Mudar de Vida retrata o regresso de Adelino, interpretado por Geraldo Del Rey, da Guerra Colonial para a sua terra natal. Quando regressa o lugar mudou. A sua amada Júlia, interpretada por Maria Barroso, trocou-o pelo irmão e eventualmente Adelino conhece a intrépida Albertina, Isabel Ruth, por quem acaba por se apaixonar. A pesca deu lugar às máquinas e aquele que partiram, como Adelino, podem ter regressado tarde demais para acompanhar a mudança. É assim que Paulo Rocha, figura maior do novo cinema português dos anos 60, pinta o realismo desta particular geração. O filme é um constante diálogo entre o cinema realista e a poesia do local e do momento. O realismo de cenas como o remar dos barcos com a tripulação cantando e suando, os bailes da aldeia e as fábricas onde se trabalha mecanicamente horas e horas a fio, dão lugar a cenas belíssimas como o reencontro entre Adelino e Júlia - uma Maria Barroso proveniente da classe média e aqui interpretando uma mulher da província que, descalça, apanha caruma do chão com um ancinho - apercebendo-se que o seu amor Adelino chegou tarde demais e agora a vida avançou sem ele.

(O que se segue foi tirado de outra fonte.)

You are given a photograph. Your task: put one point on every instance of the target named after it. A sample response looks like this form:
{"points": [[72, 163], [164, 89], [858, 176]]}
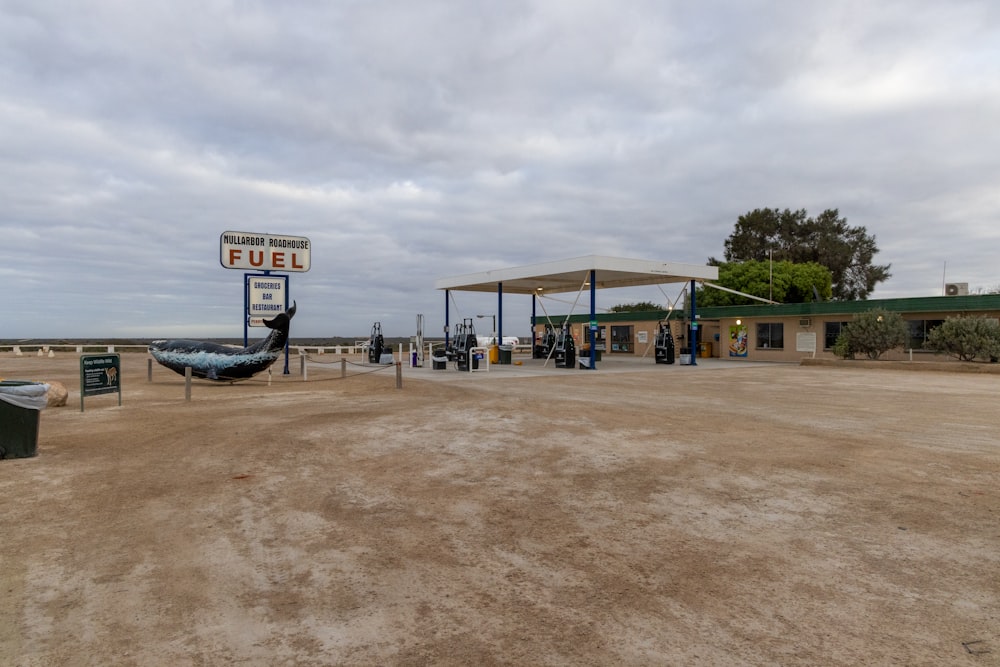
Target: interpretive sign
{"points": [[267, 296], [100, 374], [264, 252]]}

O filme está dividido em duas partes. A primeira, que trata a relação entre Adelino e Júlia, é poética e contemplativa, lenta, ao passo que a segunda, onde Geraldo Del Rey contracena com Isabel Ruth, é acelerada e emocionante. No fundo, é como se Paulo Rocha realizasse dois filmes, mudando de filme como quem muda(r) de vida. Um retrato dos anos 60 da província portuguesa que se sente nas personagens e no local, que funde a mudança de paradigma da calma das pescas e da agricultura para a industrialização com a mudança de ritmo do filme em si. Por vezes, este Mudar de Vida lembra-nos o cinema de Rosselini, em particular de Stromboli, onde Ingrid Bergman interpreta uma mulher da classe média que ao casar com um militar na cidade se vê forçada a partir para a terra natal do marido, na ilha de Stromboli, também uma pequena comunidade piscatória aqui isolada e perdida no tempo.

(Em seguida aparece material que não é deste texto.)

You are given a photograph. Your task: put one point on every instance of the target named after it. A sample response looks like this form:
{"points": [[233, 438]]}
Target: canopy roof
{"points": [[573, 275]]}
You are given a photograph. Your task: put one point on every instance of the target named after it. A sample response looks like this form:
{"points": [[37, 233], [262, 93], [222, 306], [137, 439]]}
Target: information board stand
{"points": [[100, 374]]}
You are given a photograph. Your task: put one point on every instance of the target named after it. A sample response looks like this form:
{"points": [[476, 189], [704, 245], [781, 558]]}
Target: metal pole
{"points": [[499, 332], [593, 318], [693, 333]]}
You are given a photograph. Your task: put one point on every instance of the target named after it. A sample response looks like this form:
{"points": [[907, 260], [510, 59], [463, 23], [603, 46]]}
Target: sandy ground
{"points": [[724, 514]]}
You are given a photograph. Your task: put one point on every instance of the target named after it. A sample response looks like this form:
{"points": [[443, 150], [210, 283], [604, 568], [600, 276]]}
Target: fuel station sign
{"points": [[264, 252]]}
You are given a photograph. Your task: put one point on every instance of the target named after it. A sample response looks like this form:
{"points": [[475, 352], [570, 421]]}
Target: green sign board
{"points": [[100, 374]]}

Não há dúvidas que Mudar de Vida é um momento importante do cinema português. Curioso é que aquando das suas primeiras exibições o filme tenha sido arrasado por toda a crítica portuguesa com excepção da ligada aos ideais anti-regime. Ainda assim, a crítica mais negativa conseguiu asumir que a segunda metade do filme até seria boazinha. Já a primeira seria catastrófica... Está mal, pois claro. A interpretação teatral de Maria Barroso, quando contraposta ao puro cinema de Isabel Ruth, que já havia protagonizado o primeiro filme de Paulo Rocha, Verdes Anos, dá uma identidade única ao filme, bem como o cunho do realizador nos extraordinários diálogos escritos juntamente com o poeta António Reis. Portugal teve e tem cinema soberbo, só é pena que poucos tenham acesso a ele. Nos anos 60 havia Paulo Rocha. Hoje há Pedro Costa. Há que difundi-lo e pelo menos dar-lhe a oportunidade que tantos ao mesmo nível feitos no estrangeiro têm e que são igualmente bons. Infelizmente, por cá, vamos todos demasiado em Pátios de Cantigas, quando existiria sem dúvida espaço e público para todos os tipos de cinema nacional. Felizmente temos a Cinemateca Portuguesa, o canal 2, entre alguns outros espaços para ir revisitando estas nossas pérolas perdidas no tempo.
Porque é bom: O realismo da província portuguesa nos anos 60; a dicotomia agricultura/industrialização; a interpretação de Maria Barroso e de Isabel Ruth; a beleza da imagem; o choque dos regressados da Guerra Colonial, que perderam a evolução da terra que deixaram para trás.
Porque é mau: É um filme datado, que poderá afastá-lo do público mais habituado a cinema recente.